SCCNAInfer: a robust and accurate tool to infer the absolute copy number on scDNA-seq data

Zhang, Liting; Zhou, Xin Maizie; Mallory, Xian. “SCCNAInfer: a robust and accurate tool to infer the absolute copy number on scDNA-seq data.Bioinformatics, Volume 40, Issue 7, July 2024, btae454, https://doi.org/10.1093/bioinformatics/btae454. 

In diseases like cancer, changes in our cells called copy number alterations (CNAs) are important to understand. These changes can tell us a lot about how diseases progress. Single-cell DNA sequencing (scDNA-seq) helps researchers detect CNAs in individual cells, but current tools can make mistakes across the entire genome due to wrong estimates of cell chromosome numbers, or “ploidy.” 

SCCNAInfer is a new tool designed to improve this process. It uses information from inside tumor cells to more accurately estimate each cell’s ploidy and CNAs. SCCNAInfer works alongside existing CNA detection methods by grouping cells, calculating ploidy for each group, refining the data, and accurately identifying CNAs for each cell. 

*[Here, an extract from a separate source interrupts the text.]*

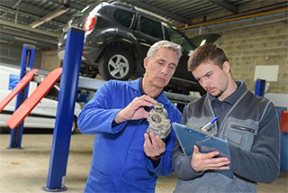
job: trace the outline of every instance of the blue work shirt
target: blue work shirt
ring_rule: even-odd
[[[108,81],[78,116],[79,130],[96,135],[85,192],[155,192],[158,175],[172,173],[171,152],[176,140],[173,129],[165,141],[166,152],[155,168],[143,149],[148,125],[146,118],[112,126],[117,113],[142,95],[140,81]],[[171,124],[180,123],[181,113],[164,92],[157,101],[164,105]]]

Tests show that SCCNAInfer does a better job compared to other tools like Aneufinder, Ginkgo, SCOPE, and SeCNV. This new tool can help researchers get clearer insights into cell changes, aiding in the study of cancer and other diseases. 

SCCNAInfer is freely available at https://github.com/compbio-mallory/SCCNAInfer. 

Overview of SCCNAInfer. Raw read count and optionally the segmentation of each cell from an existing tool are the input to SCCNAInfer. If the segmentation result is not provided, SCCNAInfer allows the users to select a state-of-the-art method to produce the segmentation result. Step 1 identifies the normal cells if any, and normalizes the raw read count. Step 2 calculates the pairwise distance among each pair of cells based on the normalized read count and the segmentation result from an existing tool. Given the pairwise distance among the cells, Step 3 clusters the cells by a hierarchical clustering approach which automatically selects the optimal cluster number. Here, K refers to the number of clusters, and E refers to the cost function. Whichever K minimizes E is selected. Step 4 searches the optimal subclonal ploidy (P) for each cluster. For each cluster, whichever P that can minimize a cost function F is selected. Step 5 refines the read count by clustering the bins inside each cell cluster. Finally, based on the corrected read count from Step 5 and the optimal subclonal ploidy from step 4, the absolute copy number for each cell is calculated as the output of SCCNAInfer.